Originally published in New York Law Journal on June 20, 2012.

What is green due diligence and why would a prospective buyer, tenant, or lender bother with it? As in other areas of the green revolution, the answer ranges from advocacy to dollars.

Many organizations, such as federal agencies, national tenants, lenders, and investors, now have green requirements for new leases, loans, and purchases. They have made the policy judgment that they want the buildings that they lease, acquire, or finance to be green. They are advocates of green. Hence, before leasing, buying, or lending, they conduct due diligence to verify the "greenness" of a property.

Many other investors, tenants, and lenders do not care whether a building is green—they are concerned with property value. What is the return on investment? How good is the cash flow? Does the property have physical defects or problems with its legal status (zoning, etc.)? Are the lease terms competitive? These parties do not care about "green." They must, however, because like it or not, green issues are having an increasing impact on property transactions, even for those who think green is humbug. The reason is money.

The "money" reason is not that green adds value to a property. That subject is a topic of ongoing discussion. (For example, how much if any real value does a LEED rating add?)1 The "money" reason is that there are now many actual green legal and contractual requirements, and also green financial benefits, associated with a particular property or development project. Failure to comply with these green requirements or the conditions for financial benefits can result in real money loss.

Function of Due Diligence

The main purpose of due diligence is to answer the question, "What can I lose?" A party often decides to buy, lease, or lend based on assumptions about the property. Those assumptions derive from the party's initial research about the property or from offering materials or other representations made by the seller, landlord, or borrower. Due diligence is the exercise of vetting the property to confirm those assumptions. If the assumptions are incorrect, the business deal will likely be renegotiated.

How can failure of green assumptions result in financial loss? The answer has two parts:

(1) Green tax and other incentives, as well as green capital grants, can add direct "bottom line" value; and

(2) Failure to comply with green rules in contracts and legislation can result in loss of income, fines, and restrictions on use.

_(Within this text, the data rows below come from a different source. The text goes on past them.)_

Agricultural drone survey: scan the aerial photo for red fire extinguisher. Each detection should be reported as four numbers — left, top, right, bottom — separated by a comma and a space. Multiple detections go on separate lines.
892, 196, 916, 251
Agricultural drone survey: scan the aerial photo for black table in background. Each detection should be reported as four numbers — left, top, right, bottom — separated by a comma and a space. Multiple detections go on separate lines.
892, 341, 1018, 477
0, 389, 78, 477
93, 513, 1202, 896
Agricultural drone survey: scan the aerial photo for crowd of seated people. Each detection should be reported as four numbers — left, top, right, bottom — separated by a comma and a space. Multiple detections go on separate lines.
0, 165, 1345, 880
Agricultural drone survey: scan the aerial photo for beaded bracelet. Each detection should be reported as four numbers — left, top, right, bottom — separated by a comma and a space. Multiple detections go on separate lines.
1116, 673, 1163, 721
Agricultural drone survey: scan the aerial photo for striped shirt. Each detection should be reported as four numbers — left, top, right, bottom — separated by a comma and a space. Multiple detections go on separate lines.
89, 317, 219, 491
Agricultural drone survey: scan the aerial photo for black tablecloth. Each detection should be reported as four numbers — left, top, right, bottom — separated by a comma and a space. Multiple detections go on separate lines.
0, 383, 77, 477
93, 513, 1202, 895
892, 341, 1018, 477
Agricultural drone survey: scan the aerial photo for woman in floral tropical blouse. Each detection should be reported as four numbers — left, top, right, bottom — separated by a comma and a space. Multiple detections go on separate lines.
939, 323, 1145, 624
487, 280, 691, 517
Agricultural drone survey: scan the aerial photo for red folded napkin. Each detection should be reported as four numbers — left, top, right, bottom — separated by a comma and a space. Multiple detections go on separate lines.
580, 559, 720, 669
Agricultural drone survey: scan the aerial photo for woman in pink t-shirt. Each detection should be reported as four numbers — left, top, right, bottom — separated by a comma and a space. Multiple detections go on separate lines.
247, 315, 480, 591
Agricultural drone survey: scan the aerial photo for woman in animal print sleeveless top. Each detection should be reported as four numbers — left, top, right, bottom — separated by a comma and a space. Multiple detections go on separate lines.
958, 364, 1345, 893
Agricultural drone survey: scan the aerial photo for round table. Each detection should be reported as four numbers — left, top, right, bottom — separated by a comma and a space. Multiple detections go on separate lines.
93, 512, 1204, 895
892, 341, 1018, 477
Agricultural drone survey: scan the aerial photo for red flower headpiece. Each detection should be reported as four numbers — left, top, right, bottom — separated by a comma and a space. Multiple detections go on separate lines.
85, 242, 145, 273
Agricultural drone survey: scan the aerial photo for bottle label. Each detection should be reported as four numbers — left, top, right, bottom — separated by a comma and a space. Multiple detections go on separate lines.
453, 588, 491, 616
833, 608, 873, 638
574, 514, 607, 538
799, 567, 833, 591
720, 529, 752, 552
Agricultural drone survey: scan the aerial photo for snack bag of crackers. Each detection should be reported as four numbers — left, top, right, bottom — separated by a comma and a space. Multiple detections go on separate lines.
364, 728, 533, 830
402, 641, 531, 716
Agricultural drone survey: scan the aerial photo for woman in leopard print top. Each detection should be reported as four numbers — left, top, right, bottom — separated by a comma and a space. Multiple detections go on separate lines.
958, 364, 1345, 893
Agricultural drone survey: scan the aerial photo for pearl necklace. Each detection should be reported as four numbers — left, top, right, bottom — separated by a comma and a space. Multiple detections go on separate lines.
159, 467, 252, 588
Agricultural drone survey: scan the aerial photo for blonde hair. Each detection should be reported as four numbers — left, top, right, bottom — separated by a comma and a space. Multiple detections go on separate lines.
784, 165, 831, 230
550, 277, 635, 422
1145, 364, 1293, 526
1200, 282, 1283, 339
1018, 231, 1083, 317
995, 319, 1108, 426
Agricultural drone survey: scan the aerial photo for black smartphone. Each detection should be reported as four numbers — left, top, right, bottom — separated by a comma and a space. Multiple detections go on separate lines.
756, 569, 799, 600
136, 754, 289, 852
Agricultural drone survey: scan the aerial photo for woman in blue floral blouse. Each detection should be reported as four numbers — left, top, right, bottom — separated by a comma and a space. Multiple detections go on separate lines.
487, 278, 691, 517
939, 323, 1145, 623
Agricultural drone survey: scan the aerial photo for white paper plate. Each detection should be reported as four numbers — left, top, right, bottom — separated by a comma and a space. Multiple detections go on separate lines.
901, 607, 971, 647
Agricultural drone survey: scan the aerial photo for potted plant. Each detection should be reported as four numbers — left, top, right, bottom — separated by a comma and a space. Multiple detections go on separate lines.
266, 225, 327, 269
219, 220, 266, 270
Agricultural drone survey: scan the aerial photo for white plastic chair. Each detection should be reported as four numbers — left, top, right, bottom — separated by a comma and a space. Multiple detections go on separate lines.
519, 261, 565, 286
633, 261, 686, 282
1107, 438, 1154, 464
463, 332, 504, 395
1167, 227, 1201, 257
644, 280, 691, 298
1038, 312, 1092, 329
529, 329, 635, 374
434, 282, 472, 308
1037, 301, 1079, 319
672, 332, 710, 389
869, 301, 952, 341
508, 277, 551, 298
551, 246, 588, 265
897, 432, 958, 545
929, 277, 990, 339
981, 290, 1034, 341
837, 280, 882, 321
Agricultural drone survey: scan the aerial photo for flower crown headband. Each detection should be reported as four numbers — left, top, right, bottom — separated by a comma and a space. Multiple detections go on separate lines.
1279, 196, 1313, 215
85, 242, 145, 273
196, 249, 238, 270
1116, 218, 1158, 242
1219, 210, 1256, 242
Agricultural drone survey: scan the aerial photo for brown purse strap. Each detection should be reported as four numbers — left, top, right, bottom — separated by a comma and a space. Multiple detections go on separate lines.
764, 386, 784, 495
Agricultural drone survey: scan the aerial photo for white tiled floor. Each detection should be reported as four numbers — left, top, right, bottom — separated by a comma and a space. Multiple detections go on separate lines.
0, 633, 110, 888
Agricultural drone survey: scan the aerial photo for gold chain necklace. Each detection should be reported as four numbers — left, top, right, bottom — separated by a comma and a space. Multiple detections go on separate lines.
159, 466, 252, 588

In other words, loss of financial incentives and non-compliance with green requirements can mean direct loss of value.

How Green Value Is Lost

How can green value be lost? There are several ways.

Green financial incentive such as a property tax abatement can mean a built-in cash flow subsidy. For example, a $1 million annual property tax abatement is worth $10 million over 10 years and will be reflected in the property's capitalization rate.

As another example, a green zoning bonus of 30,000 extra square feet for a residential condo would be the equivalent of $6 million in land cost if valued at $200 per square foot and could mean a sale value of $36 million if the sale price is $600 per foot.